M. Jean-Frédéric Poisson. Comme c’est curieux !

M. Jean Mallot. Vous déclarez vouloir augmenter le pouvoir d’achat, monsieur Poisson : que n’approuviez-vous nos propositions de ramener le taux de TVA de 19,6 % à 19 %, de supprimer les franchises médicales, d’augmenter la prime pour l’emploi, de supprimer le bouclier fiscal – lequel reporte la charge fiscale sur les petites revenus – ou d’instaurer la prime de transport ! Sur ce dernier point, vous vous souvenez sans doute que vous avez repoussé notre amendement au motif qu’il serait pris en compte dans le PLFSS. Mais, lorsque nous avons examiné ce texte, M. Méhaignerie et la majorité n’ont rien trouvé de mieux que supprimer ladite prime en commission. Comprenne qui pourra ! On se souvient du vibrant plaidoyer de M. Méhaignerie en faveur du salaire direct…
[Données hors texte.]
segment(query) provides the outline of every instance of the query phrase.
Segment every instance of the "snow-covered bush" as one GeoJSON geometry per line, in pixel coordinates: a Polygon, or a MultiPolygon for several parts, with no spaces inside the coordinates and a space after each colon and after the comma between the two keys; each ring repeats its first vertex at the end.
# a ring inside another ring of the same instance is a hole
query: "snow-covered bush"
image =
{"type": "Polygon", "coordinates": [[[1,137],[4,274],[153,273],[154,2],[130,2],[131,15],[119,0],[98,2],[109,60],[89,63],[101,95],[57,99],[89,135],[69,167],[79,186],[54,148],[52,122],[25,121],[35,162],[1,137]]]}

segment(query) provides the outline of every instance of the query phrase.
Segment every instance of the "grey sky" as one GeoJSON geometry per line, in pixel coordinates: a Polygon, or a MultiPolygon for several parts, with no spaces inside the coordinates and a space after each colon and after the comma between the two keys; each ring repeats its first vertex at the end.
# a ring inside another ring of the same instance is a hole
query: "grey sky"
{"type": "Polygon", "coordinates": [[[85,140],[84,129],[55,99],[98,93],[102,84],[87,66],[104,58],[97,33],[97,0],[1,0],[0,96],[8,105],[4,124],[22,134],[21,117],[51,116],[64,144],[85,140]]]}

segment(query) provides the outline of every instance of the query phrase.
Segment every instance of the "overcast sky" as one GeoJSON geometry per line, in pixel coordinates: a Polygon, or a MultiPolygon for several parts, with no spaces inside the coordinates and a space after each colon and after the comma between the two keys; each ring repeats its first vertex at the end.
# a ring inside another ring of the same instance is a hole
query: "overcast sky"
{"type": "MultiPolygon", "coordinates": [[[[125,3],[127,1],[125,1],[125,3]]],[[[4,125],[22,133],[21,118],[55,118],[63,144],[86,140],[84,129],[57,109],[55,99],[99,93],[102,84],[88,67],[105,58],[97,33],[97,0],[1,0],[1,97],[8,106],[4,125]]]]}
M. Christian Eckert. Très juste !

M. Jean Mallot. …mettez-vous d’accord !

M. Gérard Cherpion, rapporteur de la commission mixte paritaire. Nous le sommes !

M. Jean Mallot. Avant de conclure, je souhaite évoquer l’article 2 nonies A, instauré par le Sénat. Il permet à l’employeur, dans certains cas, de mettre en place unilatéralement un PERCO, un plan d’épargne pour la retraite collectif, alors que celui-ci doit être négocié entre les partenaires sociaux. C’est là une brèche dans le droit existant – Alain Vidalies l’a souligné lors de la réunion de la CMP –, laquelle s’est faite de façon discrète, pour ne pas dire clandestine, par voie d’amendement, alors que le PERCO est un sujet de négociation collective dans l’entreprise, au même titre que les questions salariales, l’épargne salariale ou l’intéressement.

M. le président. Merci de conclure.

M. Jean Mallot. Je termine, monsieur le président.

C’est là encore, monsieur le ministre, une entorse importante à la règle que vous avez vous-même fixée par la loi, selon laquelle toute modification législative dans le domaine social doit être préalablement négociée entre les partenaires sociaux. Si vous ne respectez pas les règles que vous fixez vous-mêmes, il y a un problème.

Je m’en tiens là, compte tenu du temps de parole qui m’est imparti, même si l’on pourrait développer bien d’autres arguments. Comme vous l’avez compris, monsieur le ministre, mes chers collègues, nous ne voterons pas ce projet de loi.

M. Christian Eckert et M. Roland Muzeau. Très bien !

M. le président. La discussion générale est close.